European Heart Journal: Cardiovascular Imaging
- Discipline: Cardiology
- Language: English
- Edited by: Gerald Maurer

Publication details
- Former name: European Journal of Echocardiography
- History: 2000–present
- Publisher: Oxford University Press
- Impact factor: 9.130 (2021)

Standard abbreviations
- ISO 4: Eur. Heart J.: Cardiovasc. Imaging

Indexing
- ISSN: 2047-2404 (print) 2047-2412 (web)

Links
- Journal homepage;

= European Heart Journal: Cardiovascular Imaging =

Medical journal by Oxford University Press

The European Heart Journal: Cardiovascular Imaging is a peer-reviewed medical journal published by Oxford University Press, on behalf of the European Society of Cardiology. The first issue was published in March 2000 with the former name of European Journal of Echocardiography. The journal adopted the current name European Heart Journal: Cardiovascular Imaging in 2012, and is part of the European Heart Journal series of journals.

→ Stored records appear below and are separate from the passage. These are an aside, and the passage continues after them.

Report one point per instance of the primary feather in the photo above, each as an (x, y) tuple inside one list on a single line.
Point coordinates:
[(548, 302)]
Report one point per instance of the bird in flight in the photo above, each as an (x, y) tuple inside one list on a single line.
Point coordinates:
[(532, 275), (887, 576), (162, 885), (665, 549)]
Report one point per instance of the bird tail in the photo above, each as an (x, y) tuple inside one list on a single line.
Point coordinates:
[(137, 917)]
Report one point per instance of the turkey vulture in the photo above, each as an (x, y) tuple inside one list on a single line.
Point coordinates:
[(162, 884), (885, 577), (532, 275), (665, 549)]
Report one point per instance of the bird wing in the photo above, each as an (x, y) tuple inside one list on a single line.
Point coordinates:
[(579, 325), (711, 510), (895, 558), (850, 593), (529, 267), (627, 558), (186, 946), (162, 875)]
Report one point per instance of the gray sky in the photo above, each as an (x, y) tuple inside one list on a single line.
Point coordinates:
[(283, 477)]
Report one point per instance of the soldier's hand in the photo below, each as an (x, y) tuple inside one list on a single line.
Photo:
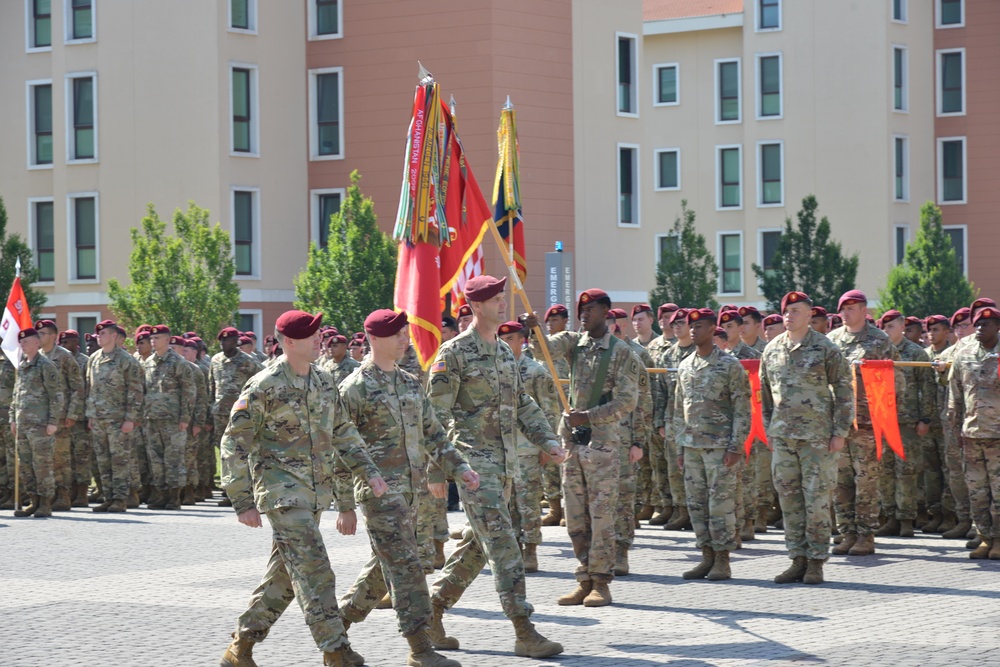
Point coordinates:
[(471, 479), (250, 518), (347, 522), (378, 486)]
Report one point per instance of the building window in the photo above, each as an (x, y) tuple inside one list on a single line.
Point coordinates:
[(40, 120), (668, 169), (727, 79), (82, 116), (626, 61), (666, 79), (728, 167), (83, 223), (628, 185), (44, 239), (951, 170), (326, 92), (769, 81), (39, 24), (951, 13), (731, 253), (900, 74), (901, 171), (951, 82), (771, 188)]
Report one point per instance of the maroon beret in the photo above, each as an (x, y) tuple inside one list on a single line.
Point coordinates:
[(483, 288), (384, 323), (851, 297), (297, 324), (509, 327), (795, 297)]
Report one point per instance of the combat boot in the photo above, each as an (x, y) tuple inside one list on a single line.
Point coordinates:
[(958, 531), (704, 567), (599, 596), (865, 546), (720, 568), (239, 653), (795, 573), (583, 589), (529, 643), (680, 520), (814, 572), (845, 545), (29, 509), (422, 652), (531, 558), (435, 631)]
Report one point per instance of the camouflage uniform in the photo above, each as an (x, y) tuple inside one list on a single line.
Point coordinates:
[(476, 389), (856, 495), (169, 401), (974, 406), (37, 403), (115, 397), (806, 400), (278, 454), (898, 483), (401, 433), (591, 474), (711, 418)]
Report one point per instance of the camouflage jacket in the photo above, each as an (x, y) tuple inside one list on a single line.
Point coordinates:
[(974, 391), (115, 386), (227, 377), (284, 435), (805, 389), (477, 392), (72, 380), (712, 402), (38, 392), (401, 433), (170, 388), (869, 343)]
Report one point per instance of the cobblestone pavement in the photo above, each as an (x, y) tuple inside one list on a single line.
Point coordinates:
[(164, 588)]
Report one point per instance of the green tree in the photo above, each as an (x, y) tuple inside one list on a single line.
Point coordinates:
[(183, 280), (356, 272), (808, 261), (929, 281), (12, 248), (686, 273)]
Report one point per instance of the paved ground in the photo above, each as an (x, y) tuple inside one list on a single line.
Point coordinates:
[(163, 588)]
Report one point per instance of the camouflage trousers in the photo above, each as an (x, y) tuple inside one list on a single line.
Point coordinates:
[(166, 448), (590, 482), (804, 472), (113, 454), (856, 495), (526, 510), (35, 448), (898, 482), (711, 496), (391, 522), (488, 538), (982, 477), (299, 568)]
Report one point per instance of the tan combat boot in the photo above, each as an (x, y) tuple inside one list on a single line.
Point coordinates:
[(529, 643), (814, 572), (582, 590), (435, 631), (422, 652), (720, 568), (239, 653), (795, 573)]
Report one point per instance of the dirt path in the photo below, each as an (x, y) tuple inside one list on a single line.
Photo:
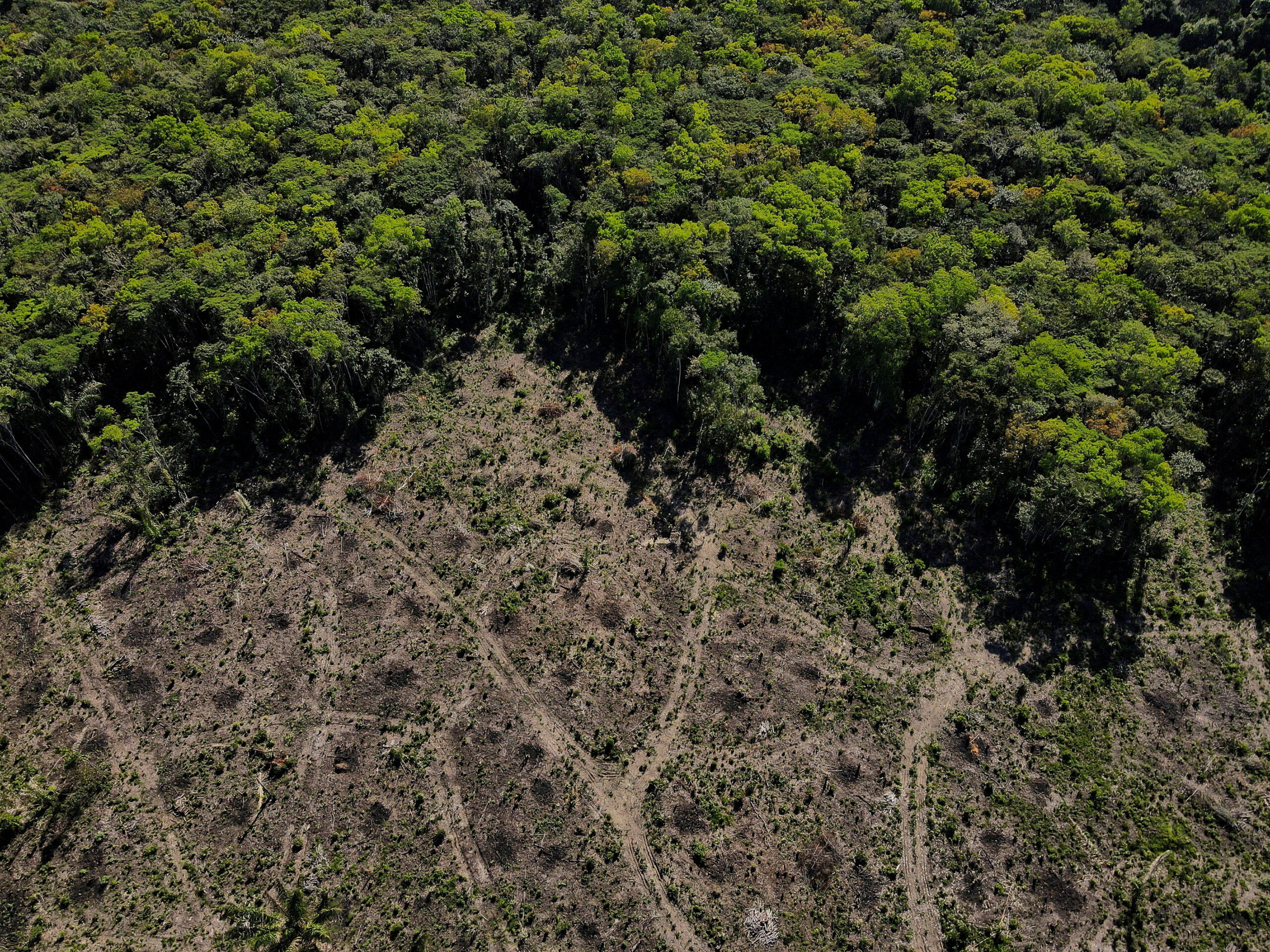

Published articles present original research on different aspects of cardiovascular imaging in the field of cardiac and coronary CT, MRI, echocardiography, x-ray angiography, ultrasounds and optical imaging. With an impact factor of 6.875 in 2020, it ranked at a high position number among journals in the field of Radiology, Nuclear Medicine & Medical Imaging and it established itself as one of the top cardiovascular journals worldwide.

==Abstracting and indexing==
The journal is abstracted and indexed in MEDLINE, Science Citation Index, and Scopus.